The above words are the critics consensus on Rotten Tomatoes of the 2008 documentary film Dear Zachary and I honestly can’t think of a better way to describe it. To put it very simply Zachary is a tale of two films one being a tribute to a friend and another about the mishandling of a psychotic person who should have been in jail. The film starts with the death of Dr. Andrew Bagby a seemingly good man who was taken way too soon from our planet. He was a great friend to everyone he met and seemed like the type of person that would help if you needed it. He ends up getting in a relationship with a much older woman named Shirley Turner. When he breaks up with Turner she kills him.

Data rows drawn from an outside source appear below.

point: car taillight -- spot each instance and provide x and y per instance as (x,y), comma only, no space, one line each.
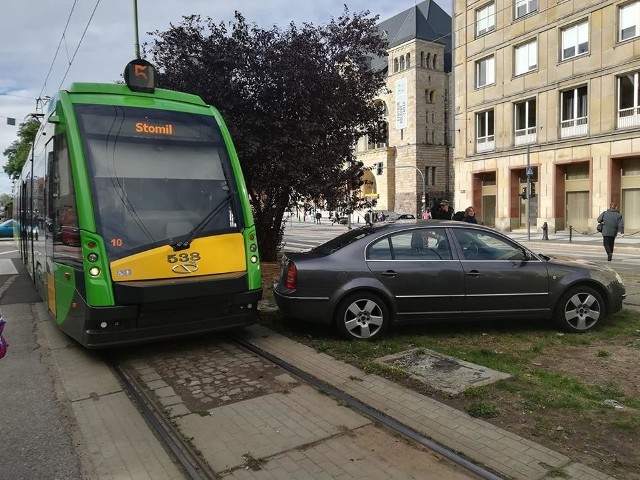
(291,281)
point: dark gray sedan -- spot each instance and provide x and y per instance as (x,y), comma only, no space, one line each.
(368,278)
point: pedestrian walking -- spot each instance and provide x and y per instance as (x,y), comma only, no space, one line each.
(470,215)
(610,223)
(3,343)
(443,212)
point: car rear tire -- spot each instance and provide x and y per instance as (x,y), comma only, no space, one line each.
(362,316)
(579,310)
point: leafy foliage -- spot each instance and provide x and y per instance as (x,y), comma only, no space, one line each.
(295,101)
(18,151)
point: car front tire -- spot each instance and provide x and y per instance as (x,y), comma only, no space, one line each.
(579,310)
(362,316)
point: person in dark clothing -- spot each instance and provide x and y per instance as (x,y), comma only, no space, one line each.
(470,215)
(442,213)
(612,224)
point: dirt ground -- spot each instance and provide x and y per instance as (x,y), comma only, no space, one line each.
(596,440)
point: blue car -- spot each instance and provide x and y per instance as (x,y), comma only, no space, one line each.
(6,228)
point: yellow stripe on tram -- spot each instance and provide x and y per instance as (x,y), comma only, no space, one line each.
(206,256)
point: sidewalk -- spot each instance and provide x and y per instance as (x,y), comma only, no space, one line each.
(566,237)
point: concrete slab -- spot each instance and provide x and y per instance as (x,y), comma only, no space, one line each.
(7,267)
(266,426)
(444,373)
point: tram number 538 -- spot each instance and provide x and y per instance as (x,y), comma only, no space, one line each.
(183,257)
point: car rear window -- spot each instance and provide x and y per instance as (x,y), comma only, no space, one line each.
(343,240)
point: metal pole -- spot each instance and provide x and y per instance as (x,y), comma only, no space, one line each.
(135,26)
(528,195)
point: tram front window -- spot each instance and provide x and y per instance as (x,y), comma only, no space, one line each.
(155,176)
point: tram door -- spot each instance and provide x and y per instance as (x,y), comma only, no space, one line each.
(578,211)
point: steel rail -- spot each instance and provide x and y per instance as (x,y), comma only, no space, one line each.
(371,412)
(184,455)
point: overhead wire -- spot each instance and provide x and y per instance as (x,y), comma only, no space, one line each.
(62,37)
(79,44)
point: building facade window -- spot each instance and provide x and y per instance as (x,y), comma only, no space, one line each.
(574,40)
(485,132)
(485,72)
(524,7)
(629,21)
(574,112)
(526,57)
(628,100)
(486,19)
(525,122)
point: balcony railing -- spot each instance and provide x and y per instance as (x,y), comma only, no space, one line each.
(629,117)
(574,127)
(526,135)
(485,144)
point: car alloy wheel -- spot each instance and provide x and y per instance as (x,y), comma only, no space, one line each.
(362,316)
(579,309)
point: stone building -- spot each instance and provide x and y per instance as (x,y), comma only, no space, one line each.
(417,152)
(550,88)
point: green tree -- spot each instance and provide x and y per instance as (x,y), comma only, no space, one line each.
(18,151)
(295,101)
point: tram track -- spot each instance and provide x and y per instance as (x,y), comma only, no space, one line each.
(367,410)
(195,466)
(183,454)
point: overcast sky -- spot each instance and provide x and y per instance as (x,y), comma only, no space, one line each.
(32,31)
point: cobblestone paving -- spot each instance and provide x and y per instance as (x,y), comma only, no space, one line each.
(209,376)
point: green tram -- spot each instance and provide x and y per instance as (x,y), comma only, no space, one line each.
(133,217)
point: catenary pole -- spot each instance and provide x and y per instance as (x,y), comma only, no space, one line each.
(135,27)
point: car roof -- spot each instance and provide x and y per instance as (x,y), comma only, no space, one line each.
(400,225)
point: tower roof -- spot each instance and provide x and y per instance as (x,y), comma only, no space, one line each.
(424,21)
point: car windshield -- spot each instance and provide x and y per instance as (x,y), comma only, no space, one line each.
(155,175)
(343,240)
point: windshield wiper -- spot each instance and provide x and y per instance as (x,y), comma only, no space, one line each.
(186,243)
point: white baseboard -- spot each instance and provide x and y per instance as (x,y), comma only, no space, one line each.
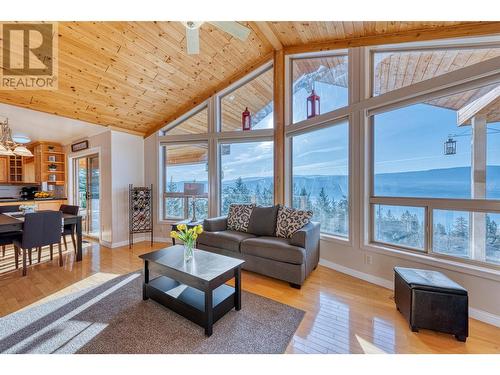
(358,274)
(474,313)
(137,239)
(484,316)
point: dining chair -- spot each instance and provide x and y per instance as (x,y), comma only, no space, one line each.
(6,238)
(40,229)
(69,228)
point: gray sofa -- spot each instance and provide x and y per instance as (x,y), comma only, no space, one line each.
(289,259)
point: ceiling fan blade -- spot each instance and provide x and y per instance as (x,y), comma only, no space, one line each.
(193,41)
(234,28)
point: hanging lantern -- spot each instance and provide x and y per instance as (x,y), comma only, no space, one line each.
(246,119)
(313,108)
(450,146)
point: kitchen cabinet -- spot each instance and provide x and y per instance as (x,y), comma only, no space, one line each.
(49,162)
(4,169)
(49,204)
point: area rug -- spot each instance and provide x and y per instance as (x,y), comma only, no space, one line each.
(113,318)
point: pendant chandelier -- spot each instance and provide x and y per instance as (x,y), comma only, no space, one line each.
(7,145)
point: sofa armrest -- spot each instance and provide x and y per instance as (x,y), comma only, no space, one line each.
(307,235)
(308,238)
(215,224)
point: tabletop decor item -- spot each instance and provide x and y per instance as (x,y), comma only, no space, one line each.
(188,236)
(140,211)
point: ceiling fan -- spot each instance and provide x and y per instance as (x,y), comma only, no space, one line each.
(193,32)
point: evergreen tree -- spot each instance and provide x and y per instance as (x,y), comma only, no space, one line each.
(491,230)
(239,193)
(324,209)
(174,205)
(460,227)
(304,200)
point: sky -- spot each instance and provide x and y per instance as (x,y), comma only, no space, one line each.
(406,139)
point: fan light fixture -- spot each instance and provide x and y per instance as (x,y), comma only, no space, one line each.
(8,147)
(233,28)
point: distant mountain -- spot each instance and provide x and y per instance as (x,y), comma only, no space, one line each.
(436,183)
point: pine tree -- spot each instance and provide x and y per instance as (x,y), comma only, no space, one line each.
(239,193)
(324,210)
(491,230)
(460,227)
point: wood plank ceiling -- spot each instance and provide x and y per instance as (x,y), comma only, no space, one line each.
(137,76)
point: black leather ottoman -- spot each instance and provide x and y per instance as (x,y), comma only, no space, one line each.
(430,300)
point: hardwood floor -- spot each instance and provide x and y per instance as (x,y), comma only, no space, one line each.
(343,314)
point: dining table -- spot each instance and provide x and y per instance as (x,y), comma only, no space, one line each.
(14,221)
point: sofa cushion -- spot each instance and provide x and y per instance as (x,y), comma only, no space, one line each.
(263,221)
(290,220)
(227,239)
(274,248)
(238,217)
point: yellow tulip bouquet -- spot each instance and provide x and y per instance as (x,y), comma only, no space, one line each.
(188,237)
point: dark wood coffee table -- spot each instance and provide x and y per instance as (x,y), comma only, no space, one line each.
(195,289)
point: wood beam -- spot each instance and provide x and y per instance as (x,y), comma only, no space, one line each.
(466,113)
(268,34)
(453,31)
(210,92)
(279,126)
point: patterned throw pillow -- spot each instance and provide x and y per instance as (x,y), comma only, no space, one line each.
(290,220)
(238,217)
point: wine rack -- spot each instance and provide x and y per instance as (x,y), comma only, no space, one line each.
(140,211)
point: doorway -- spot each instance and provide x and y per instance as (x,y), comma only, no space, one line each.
(86,193)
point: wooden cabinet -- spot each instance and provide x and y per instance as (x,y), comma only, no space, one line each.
(4,169)
(53,204)
(49,163)
(15,169)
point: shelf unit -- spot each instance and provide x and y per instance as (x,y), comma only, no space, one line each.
(15,169)
(50,162)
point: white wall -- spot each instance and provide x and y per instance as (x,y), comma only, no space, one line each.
(121,158)
(101,144)
(127,167)
(151,168)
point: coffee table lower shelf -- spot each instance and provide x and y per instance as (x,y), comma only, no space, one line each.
(190,302)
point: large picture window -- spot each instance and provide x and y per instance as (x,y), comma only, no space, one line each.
(246,173)
(425,150)
(185,180)
(327,76)
(395,69)
(440,154)
(256,96)
(320,168)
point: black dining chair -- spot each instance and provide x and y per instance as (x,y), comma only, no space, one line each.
(69,228)
(40,229)
(7,238)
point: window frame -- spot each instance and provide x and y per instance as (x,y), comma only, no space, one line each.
(221,141)
(235,86)
(314,55)
(289,188)
(429,204)
(163,195)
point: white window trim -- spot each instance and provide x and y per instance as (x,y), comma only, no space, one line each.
(467,78)
(213,137)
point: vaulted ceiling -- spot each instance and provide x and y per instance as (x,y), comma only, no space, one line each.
(137,75)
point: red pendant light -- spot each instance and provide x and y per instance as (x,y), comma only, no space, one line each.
(313,105)
(246,119)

This spawned off Kurt Kuenne’s journey across America and Canada to interview all of Andrew’s closest family and friends about the times they enjoyed with him. The film takes a twist though when we find out that Shirley is pregnant with Andrew’s child. This takes the film in a different direction. Now that Andrew is death and will leave the child fatherless Kurt decides to create a video library of interviews of all of Andrew’s closest friends and family for the unborn child to one day look at as a way to get to know his father.
What’s brilliant about Dear Zachary and why it’s above a lot of documentaries of similar fashion is the relentless editing. The editing in this film is savage. Emotionally you will be drained after watching this film because the editing takes you from one moment to the next without any breath and leaves you wanting to take a break. It’s a pretty brutal film not pulling any punches but still being very respectful to Andrew’s family. Kurt after all was a friend but that didn’t stop him from making a soft documentary.
This film is truly a testament though to a faulty justice system and why it needs changes. There are some moments in this film that are unbelievable and almost unbearable to watch. In my idea’s I think people are generally good creatures but after watching this I was left uncertain. It’s such an explosion of intense emotional action that it’s hard to even grade a film like this. It is emotionally manipulative but it has to be. In order to get it’s message across and changes made it has to give an emotional response that is completely resonant in everyone.
I think that Dear Zachary is one of the more emotionally taxing films to ever come out and one of the finer documentaries of the 00’s. There aren’t many problems with the film and it is something that everyone should watch at least once. It’s a film I don’t think I’ll ever personally re-visit because it’s one of the saddest films I’ve ever watched but my praise for this film will be continued all through my life. It’s a testament to documentary filmmaking and although it isn’t as good a film as some of the finer documentaries ever made it’s still something we should all see.